With AndroidEnv we provide a mechanism for easily defining RL tasks for the agent to learn. This includes various types of information such as what app/game it should train on, what rewards the environment returns, or the start state distribution and the episode end criteria.
A task definition is captured in the form of a Task()
proto message. These
are most easily created by writing a .textproto
file, then parsing it into a
proto message. In this section you can find a detailed description about the
types of information that make up a task, and an example demonstrating exactly
how to put these into code.
Expand this tab to view the main types of information captured in these messages:
-
id
: An ID used to identify the task. -
setup_steps
: These are steps the environment will perform right after launching the simulator. Possible steps include:install_apk
: Installs an application from a specified path to the APK file.start_activity
: Launches the requested app/activity.rotate
: Sets the orientation of the device (landscape/portrait).
-
reset_steps
: These are steps the environment will perform right at the beginning of a new RL episode. Possible steps include:force_stop
: Stops a given app.start_activity
: Launches the requested app/activity.start_screen_pinning
: Restricts the agent's interaction to a particular activity through screen pinning, meaning the agent will not be able to quit the given app.clear_cache
: Clears the cache of a given app.
-
success_conditions
: For each success condition defined, the environment will make sure that these conditions were met after finishingsetup_steps
andreset_steps
. They might include conditions such as:check_install
: Makes sure that the request app was successfully installed.wait_for_app_screen
: Waits until the request app was successfully launched.
-
expected_app_screen
: If this value is set to a particular activity, the environment will periodically check if the agent is still interacting with said activity, making sure it has not accidentally quit the application we want it to be training on. -
max_duration_sec
: Puts a time limit on the episodes, triggering an episode reset if the current episode has lasted too long. -
max_duration_steps
: Puts a step limit on the episodes, triggering an episode reset once the agent has reached the specified limit. -
log_parsing_config
: If the environment is parsing logcat messages, this field will determine what information it should listen for using regular expressions.filters
: The environment filters log messages for these labels which signify that such messages were meant to be parsed by AndroidEnv.log_regexps
: Once a log message was identified as relevant using the filters, the environment parses its contents using these regular expressions.

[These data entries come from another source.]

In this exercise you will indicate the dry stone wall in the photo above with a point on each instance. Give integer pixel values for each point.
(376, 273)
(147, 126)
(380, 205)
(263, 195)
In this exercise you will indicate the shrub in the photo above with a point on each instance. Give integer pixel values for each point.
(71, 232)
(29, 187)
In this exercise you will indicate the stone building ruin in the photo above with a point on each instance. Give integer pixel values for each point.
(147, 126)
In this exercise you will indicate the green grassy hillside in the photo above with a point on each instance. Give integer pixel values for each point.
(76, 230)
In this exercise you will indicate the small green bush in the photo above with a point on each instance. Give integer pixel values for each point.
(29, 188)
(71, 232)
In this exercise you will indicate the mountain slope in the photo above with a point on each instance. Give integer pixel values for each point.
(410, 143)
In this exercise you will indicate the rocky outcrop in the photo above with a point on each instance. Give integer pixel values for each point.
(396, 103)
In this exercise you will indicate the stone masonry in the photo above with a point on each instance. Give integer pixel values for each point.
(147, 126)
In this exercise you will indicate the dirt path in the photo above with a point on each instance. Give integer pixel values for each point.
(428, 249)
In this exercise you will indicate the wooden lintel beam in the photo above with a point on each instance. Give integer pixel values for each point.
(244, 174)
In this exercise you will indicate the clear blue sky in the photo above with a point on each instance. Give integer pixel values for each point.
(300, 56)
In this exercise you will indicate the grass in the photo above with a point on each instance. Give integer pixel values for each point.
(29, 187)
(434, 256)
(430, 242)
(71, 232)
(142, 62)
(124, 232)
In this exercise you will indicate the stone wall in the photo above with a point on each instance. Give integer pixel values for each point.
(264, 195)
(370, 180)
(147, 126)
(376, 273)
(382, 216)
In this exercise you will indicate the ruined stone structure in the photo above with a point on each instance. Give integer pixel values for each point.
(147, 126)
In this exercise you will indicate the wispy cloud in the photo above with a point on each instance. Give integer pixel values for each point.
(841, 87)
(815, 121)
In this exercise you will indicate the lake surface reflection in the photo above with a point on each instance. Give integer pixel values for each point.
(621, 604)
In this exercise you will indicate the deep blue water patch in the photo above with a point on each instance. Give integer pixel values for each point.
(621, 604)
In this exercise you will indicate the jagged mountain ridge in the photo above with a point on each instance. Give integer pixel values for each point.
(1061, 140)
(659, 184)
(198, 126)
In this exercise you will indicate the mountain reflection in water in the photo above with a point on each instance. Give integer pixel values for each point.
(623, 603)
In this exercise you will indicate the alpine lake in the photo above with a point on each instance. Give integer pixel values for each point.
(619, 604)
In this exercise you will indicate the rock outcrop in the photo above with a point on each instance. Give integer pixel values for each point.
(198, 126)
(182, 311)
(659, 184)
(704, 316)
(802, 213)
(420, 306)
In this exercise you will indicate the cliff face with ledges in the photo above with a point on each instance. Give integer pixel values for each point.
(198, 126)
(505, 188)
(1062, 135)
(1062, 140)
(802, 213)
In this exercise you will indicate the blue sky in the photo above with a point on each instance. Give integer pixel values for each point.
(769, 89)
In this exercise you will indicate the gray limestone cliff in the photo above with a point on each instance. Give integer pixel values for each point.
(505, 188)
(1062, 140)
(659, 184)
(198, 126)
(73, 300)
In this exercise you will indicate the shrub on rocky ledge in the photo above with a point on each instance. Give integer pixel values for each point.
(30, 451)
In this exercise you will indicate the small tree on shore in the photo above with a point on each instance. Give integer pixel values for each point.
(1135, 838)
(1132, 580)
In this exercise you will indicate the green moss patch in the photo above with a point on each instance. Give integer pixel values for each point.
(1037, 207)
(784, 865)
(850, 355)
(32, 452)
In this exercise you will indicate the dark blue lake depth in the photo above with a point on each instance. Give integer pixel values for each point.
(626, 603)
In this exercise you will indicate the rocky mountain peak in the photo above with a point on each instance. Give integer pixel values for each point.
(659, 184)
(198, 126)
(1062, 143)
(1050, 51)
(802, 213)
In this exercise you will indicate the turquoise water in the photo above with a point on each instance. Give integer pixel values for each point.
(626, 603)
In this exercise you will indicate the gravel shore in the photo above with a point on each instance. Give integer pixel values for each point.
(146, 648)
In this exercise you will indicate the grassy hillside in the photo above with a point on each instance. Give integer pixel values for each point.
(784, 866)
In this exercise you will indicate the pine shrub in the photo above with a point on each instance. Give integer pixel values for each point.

For example, an application might be sending log messages of the formreward: 1.0
, then the task will capture this info using the regexp^[Rr]eward: ([-+]?[0-9]*\\.?[0-9]*)$
.
-
extras_spec
: Determines the type and shape of extras exposed by the task. Extras are usually parsed from logcat messages.
Expand this tab to see what an example `.textproto` file might look like in practice:
id: "classic_2048"
name: "Classic 2048 - Default"
description: "Slide numbered tiles on a grid to combine them to create a tile with the number 2048"
package_name: "com.tpcstld.twozerogame"
full_activity_name: "com.tpcstld.twozerogame/com.tpcstld.twozerogame.MainActivity"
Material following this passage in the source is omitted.